Anche i Re di Savoia e la Repubblica di Venezia si avvalsero di reparti particolarmente idonei al combattimento in montagna, reclutando il personale tra i montanari piemontesi, friulani e cadornini, ottenendo eccellenti risultati.
A seguito dell’unificazione dell’Italia (1861) e dell’annessione del Veneto e parte dell’attuale Friuli (1861), il giovane Stato si trovo ad avere quasi tutti i confini in zone prettamente alpine. Il Capitano Giuseppe Domenico Perrucchtti, insegnante di geografia militare presso la scuola di Guerra di Torino, propose la creazione di reparti speciali, reclutati sul posto per la difesa dei valichi e delle valli.
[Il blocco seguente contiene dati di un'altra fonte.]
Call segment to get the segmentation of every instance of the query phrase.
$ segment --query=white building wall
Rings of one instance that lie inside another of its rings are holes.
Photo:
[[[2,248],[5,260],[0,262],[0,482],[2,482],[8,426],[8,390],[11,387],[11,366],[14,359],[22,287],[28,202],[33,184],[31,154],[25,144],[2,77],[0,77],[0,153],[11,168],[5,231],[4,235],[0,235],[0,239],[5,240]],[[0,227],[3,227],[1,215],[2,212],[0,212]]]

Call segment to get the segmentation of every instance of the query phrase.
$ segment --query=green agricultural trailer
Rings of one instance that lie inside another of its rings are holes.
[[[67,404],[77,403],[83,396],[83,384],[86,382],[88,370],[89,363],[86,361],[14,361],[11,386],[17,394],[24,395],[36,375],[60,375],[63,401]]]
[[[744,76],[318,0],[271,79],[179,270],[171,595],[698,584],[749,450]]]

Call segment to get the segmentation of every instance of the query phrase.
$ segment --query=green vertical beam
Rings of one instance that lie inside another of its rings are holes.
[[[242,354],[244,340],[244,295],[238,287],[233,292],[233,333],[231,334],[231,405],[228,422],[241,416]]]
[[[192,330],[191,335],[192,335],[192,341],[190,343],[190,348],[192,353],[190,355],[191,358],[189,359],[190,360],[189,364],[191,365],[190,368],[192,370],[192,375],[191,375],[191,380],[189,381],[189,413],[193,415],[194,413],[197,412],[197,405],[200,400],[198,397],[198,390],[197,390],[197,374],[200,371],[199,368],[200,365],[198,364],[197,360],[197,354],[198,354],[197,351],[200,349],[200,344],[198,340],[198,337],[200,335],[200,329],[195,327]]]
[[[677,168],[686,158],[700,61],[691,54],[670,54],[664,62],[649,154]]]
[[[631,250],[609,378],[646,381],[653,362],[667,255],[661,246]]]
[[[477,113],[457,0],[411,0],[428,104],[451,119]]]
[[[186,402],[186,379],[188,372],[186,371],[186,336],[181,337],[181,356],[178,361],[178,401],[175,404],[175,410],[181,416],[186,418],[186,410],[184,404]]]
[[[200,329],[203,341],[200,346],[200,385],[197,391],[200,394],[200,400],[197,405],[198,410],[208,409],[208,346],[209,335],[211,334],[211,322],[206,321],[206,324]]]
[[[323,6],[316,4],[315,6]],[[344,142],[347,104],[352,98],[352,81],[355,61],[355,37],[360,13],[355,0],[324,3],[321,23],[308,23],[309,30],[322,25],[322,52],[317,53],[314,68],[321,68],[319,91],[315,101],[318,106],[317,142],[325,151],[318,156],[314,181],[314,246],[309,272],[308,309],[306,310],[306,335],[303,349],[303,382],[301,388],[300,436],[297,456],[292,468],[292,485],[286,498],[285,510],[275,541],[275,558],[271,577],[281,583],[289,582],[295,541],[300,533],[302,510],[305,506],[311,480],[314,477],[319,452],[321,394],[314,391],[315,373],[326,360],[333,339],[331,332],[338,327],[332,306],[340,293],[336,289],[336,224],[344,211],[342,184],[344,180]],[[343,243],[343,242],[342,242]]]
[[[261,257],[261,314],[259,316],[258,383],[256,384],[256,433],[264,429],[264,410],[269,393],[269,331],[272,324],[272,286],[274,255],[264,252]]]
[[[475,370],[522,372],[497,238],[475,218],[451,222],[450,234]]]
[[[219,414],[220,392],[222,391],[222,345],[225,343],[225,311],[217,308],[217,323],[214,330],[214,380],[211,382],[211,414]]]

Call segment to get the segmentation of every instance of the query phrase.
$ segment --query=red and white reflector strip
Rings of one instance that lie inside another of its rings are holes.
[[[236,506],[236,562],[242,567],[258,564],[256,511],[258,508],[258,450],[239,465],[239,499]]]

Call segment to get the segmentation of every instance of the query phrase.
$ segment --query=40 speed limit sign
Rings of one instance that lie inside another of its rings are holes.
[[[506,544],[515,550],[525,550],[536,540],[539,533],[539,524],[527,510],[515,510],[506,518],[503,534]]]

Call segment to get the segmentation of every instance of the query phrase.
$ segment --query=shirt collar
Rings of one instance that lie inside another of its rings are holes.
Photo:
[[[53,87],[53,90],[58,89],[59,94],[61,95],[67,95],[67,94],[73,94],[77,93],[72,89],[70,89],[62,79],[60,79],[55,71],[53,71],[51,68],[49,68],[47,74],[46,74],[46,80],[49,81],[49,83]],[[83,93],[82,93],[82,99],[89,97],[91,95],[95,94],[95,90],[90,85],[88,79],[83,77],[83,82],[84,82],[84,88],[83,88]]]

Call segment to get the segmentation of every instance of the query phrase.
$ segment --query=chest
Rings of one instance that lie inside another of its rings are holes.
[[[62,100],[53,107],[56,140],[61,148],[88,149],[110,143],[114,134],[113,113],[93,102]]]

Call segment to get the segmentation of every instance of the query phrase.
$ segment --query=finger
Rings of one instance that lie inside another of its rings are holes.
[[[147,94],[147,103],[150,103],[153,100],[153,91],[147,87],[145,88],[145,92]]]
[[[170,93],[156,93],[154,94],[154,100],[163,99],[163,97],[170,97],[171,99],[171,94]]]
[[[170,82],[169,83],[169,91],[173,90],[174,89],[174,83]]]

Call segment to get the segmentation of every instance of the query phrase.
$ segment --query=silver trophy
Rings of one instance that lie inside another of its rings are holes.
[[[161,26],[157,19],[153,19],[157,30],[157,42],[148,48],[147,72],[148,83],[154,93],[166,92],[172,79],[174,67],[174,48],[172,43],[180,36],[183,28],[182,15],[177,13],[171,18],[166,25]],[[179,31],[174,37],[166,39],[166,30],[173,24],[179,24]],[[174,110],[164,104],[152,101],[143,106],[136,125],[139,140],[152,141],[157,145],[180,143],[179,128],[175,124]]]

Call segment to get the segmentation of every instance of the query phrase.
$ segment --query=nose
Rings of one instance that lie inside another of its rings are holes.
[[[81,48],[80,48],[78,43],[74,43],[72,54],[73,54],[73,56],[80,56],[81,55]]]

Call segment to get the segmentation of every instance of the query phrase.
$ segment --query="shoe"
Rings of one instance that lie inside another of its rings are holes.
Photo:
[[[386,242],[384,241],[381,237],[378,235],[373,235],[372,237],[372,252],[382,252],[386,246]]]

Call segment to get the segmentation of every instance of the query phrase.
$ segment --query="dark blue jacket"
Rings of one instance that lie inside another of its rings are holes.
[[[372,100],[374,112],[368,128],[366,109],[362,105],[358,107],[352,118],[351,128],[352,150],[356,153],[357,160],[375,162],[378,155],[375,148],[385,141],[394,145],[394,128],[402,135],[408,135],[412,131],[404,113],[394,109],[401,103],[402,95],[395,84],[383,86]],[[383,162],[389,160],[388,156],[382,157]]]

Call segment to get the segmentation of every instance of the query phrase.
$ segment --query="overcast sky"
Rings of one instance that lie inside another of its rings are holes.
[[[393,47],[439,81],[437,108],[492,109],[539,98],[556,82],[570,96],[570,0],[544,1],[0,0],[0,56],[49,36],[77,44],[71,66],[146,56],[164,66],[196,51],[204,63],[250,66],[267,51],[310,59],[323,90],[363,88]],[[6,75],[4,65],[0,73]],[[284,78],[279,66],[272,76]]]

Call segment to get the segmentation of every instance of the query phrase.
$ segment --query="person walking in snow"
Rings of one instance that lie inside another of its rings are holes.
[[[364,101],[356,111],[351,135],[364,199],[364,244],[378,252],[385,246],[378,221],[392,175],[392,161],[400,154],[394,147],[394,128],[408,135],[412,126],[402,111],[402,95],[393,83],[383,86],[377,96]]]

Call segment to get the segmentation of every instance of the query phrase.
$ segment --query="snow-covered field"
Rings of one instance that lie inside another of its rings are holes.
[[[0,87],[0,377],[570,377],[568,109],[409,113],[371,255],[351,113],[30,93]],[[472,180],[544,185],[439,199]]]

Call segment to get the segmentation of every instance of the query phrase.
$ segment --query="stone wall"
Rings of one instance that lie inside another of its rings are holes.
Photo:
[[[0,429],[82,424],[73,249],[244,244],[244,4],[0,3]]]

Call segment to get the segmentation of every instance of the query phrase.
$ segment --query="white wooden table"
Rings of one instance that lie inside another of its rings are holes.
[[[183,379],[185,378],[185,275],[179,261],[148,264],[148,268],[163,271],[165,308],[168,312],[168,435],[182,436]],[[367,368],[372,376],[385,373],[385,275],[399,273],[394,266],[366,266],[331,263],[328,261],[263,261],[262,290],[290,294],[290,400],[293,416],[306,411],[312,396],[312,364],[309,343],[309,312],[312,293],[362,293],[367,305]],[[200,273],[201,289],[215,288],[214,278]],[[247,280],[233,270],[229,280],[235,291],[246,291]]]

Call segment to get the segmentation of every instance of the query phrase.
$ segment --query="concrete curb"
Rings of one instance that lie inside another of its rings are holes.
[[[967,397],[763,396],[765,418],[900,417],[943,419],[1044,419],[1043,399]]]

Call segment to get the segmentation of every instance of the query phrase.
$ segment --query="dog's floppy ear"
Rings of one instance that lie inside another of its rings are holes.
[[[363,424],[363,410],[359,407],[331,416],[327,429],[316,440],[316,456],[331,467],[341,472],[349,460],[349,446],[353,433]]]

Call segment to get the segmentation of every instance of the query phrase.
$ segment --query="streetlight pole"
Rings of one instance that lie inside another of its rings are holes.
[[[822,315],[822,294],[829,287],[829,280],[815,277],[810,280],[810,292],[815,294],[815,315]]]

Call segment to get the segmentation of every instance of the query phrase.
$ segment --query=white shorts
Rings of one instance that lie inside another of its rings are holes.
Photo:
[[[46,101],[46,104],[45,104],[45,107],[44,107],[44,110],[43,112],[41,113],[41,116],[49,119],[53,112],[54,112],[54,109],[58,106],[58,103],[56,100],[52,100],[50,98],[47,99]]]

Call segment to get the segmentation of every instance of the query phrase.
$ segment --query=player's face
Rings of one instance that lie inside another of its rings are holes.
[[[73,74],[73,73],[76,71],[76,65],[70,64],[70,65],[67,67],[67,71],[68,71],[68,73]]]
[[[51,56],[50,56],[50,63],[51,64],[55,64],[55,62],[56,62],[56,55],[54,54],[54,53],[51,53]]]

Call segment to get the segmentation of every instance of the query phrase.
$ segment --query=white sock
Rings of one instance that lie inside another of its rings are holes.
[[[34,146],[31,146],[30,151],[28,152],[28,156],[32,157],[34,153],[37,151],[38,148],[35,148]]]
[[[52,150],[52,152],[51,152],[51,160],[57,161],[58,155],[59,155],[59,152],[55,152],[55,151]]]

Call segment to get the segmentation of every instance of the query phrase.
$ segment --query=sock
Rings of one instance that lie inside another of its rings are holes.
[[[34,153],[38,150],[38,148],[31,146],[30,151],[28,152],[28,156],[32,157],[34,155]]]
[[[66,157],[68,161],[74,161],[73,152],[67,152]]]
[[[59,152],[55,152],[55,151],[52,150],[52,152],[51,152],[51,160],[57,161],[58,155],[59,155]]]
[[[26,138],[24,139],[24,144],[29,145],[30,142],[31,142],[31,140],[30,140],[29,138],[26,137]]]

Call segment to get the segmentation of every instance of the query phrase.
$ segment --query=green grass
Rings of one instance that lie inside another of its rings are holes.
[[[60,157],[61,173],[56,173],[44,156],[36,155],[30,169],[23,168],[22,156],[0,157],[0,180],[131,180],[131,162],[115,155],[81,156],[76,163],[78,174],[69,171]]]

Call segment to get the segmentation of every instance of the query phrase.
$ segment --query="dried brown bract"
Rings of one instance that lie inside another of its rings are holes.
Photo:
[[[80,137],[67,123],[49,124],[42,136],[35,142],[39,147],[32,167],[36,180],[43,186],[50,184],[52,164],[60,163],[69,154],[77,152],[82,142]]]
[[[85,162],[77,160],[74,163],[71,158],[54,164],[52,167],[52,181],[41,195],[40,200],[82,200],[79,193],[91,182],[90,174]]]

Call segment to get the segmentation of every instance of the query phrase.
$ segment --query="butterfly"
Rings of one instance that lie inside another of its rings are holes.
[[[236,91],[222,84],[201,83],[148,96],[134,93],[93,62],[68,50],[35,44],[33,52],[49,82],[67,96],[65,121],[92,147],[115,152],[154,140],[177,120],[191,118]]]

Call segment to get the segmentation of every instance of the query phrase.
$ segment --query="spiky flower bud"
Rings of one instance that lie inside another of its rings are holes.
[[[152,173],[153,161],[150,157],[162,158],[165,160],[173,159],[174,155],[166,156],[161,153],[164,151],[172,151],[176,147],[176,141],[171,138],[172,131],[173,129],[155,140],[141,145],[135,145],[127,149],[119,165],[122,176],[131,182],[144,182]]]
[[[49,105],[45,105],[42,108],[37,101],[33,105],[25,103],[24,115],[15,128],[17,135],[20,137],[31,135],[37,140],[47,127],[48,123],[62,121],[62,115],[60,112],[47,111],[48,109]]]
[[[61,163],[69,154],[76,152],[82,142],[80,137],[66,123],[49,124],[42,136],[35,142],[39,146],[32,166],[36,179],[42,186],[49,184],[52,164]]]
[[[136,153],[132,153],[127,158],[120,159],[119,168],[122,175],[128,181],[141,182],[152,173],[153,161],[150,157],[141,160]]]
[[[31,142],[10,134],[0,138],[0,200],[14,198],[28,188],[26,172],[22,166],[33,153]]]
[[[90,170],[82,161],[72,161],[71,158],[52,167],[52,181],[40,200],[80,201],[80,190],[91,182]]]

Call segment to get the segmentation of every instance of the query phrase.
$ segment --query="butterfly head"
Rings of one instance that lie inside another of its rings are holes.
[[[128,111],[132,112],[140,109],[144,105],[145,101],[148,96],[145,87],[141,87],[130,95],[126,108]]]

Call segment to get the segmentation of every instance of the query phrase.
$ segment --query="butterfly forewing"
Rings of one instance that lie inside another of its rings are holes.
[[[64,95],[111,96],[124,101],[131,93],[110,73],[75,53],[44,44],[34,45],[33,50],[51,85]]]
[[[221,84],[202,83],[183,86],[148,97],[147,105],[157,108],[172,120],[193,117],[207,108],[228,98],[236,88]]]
L’idea, come tutte le novità, fu subito avversata, anche per motivi finanziari. Fortunatamente il Ministro della Guerra, Generale Ricotti Montignani, era un appassionato di montagna e comprese l’importanza della proposta. Dati i cronici problemi di bilancio, il ministro dovette ricorrere ad una scappatoia; cosi nel decreto reale che prevedeva la riorganizzazione dei Distretti Militari, stabili che i quindici Distretti situati in zone alpine avessero in organico anche una compagnia reclutata sul posto e da addestrare per la guerra di montagna. Era il 15 ottobre 1872 ed alla chetichella nascevano gli Alpini.
Nel 1873 le prime 15 compagnie furono portate a 24, nel 1875 si costituirono i primi Battaglioni e nel 1882 i primi sei Reggimenti. Contestualmente i Battaglioni assunsero il nome della zona di reclutamento al posto del numero e adottavano le nappine con il colore distintivo (bianco, rosso, verde).
Sorse anche l’esigenza di avere reparti di artiglieria in grado di fornire un adeguato sostegno di fuoco agli Alpini impegnati in terreni montani, per cui, nel settembre del 1877, furono creati i primi reparti di Artiglieria da montagna.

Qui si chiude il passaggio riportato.